I've got a file named aggregate.py but until today I never submitted the job with spark-submit
, I used pyspark
interactive shell and copy/paste the code to test it.
When starting pyspark interactive shell I used :
pyspark --master yarn-client
I followed the treatment in the web UI accessible at quickstart.cloudera:8088/cluster and could see that Yarn created 3 executors and 1 driver with one core each (Not a good configuration but the main purpose is to make a proof of concept, until we move to a real cluster)
When submitting the same code with spark-submit :
spark-submit --verbose
--master yarn
--deploy-mode client \
--num-executors 2 \
--driver-memory 3G \
--executor-memory 6G \
--executor-cores 2 \
aggregate.py
I only have the driver, which also executes the tasks. Note that spark.dynamicAllocation.enabled
is set to true in the environment tab, and spark.dynamicAllocation.minExecutors
is set to 2.
I tried using spark-submit aggregate.py
only, I still got only the driver as executor. I can't manage to have more than 1 executor with spark-submit, yet it works in spark interactive shell !
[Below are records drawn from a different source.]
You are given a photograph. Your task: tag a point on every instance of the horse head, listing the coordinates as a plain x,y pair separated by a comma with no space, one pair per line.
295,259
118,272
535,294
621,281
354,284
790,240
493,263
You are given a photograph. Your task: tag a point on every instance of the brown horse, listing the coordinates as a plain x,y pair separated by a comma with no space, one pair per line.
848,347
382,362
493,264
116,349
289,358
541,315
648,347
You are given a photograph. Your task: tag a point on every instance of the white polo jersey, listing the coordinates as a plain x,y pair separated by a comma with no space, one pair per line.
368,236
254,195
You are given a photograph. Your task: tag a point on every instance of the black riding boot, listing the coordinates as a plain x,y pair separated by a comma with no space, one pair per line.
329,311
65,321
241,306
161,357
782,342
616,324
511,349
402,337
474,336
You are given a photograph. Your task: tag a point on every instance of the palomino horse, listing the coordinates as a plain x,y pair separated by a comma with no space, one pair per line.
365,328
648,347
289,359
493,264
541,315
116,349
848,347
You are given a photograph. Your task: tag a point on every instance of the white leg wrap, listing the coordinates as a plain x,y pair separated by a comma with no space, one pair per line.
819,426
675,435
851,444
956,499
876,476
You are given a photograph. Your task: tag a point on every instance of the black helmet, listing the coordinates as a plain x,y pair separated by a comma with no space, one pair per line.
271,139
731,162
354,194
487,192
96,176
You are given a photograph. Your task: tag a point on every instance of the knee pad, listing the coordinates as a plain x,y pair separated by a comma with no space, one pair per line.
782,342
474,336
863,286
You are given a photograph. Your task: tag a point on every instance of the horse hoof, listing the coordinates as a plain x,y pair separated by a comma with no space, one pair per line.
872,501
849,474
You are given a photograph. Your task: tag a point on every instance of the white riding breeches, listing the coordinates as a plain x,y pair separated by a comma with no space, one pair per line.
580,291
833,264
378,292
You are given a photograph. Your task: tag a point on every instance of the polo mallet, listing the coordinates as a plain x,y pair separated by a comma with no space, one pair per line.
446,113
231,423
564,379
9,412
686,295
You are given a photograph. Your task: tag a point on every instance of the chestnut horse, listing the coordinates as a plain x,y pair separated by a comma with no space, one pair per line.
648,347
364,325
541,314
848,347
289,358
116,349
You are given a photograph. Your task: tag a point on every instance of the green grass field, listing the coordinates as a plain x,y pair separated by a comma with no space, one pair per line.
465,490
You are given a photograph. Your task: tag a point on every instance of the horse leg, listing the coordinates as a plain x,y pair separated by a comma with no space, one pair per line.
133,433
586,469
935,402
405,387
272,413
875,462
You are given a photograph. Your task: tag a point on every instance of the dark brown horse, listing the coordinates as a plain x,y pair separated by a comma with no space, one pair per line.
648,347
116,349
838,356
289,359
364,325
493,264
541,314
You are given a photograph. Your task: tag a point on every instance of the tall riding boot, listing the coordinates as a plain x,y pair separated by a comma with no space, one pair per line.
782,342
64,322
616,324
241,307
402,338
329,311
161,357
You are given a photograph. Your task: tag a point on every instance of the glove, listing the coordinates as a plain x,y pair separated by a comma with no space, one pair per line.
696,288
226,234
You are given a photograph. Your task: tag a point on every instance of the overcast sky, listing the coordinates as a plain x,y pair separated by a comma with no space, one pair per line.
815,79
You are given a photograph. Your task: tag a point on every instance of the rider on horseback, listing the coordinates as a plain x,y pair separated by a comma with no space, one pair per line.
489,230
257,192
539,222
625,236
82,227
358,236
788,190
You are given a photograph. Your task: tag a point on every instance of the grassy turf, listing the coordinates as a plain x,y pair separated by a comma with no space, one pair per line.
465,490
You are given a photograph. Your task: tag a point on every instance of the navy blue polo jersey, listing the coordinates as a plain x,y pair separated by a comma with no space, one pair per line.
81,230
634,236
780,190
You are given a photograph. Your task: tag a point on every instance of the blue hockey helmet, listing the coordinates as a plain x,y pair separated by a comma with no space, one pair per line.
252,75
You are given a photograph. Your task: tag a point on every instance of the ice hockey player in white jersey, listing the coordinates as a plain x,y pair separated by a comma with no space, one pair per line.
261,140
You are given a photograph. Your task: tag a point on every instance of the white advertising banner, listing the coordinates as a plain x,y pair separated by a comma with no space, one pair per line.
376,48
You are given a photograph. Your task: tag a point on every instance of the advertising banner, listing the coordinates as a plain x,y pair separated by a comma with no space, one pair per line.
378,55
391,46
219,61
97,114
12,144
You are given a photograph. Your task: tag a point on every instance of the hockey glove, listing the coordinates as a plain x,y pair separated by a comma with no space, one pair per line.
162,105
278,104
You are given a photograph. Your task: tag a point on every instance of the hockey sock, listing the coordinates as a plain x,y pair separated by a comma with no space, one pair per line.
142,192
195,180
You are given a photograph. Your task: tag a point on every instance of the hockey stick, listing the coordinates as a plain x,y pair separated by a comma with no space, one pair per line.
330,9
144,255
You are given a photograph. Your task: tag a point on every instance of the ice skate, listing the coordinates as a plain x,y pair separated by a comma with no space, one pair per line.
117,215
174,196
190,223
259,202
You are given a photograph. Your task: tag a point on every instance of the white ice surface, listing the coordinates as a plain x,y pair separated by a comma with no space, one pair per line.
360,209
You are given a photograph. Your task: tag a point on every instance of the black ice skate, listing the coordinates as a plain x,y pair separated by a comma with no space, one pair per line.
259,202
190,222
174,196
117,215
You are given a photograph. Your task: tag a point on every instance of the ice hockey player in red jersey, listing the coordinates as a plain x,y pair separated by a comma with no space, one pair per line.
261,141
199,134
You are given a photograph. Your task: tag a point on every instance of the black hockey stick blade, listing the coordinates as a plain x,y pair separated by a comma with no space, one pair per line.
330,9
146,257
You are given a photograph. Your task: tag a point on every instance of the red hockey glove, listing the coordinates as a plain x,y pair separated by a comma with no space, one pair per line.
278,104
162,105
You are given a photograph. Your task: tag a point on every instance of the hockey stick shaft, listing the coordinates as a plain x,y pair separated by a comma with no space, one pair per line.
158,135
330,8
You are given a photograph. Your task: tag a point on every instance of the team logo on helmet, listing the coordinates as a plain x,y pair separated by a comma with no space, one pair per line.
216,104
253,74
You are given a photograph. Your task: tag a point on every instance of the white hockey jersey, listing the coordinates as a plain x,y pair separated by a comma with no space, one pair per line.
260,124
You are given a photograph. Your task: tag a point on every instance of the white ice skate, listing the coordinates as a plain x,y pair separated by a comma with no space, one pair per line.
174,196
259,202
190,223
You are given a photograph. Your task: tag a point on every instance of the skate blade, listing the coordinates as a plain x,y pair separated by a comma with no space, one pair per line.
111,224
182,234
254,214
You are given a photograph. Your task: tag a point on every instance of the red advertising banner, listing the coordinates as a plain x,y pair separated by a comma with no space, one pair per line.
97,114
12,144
My Yarn configuration is as follow :
yarn.nodemanager.resource.memory-mb
= 17 GiB
yarn.nodemanager.resource.cpu-vcores
= 4
yarn.scheduler.minimum-allocation-mb
= 3 GiB
yarn.scheduler.maximum-allocation-mb
= 16 GiB
yarn.scheduler.minimum-allocation-vcores
= 1
yarn.scheduler.maximum-allocation-vcores
= 2
If someone can explain me what I'm doing wrong it would be a great help !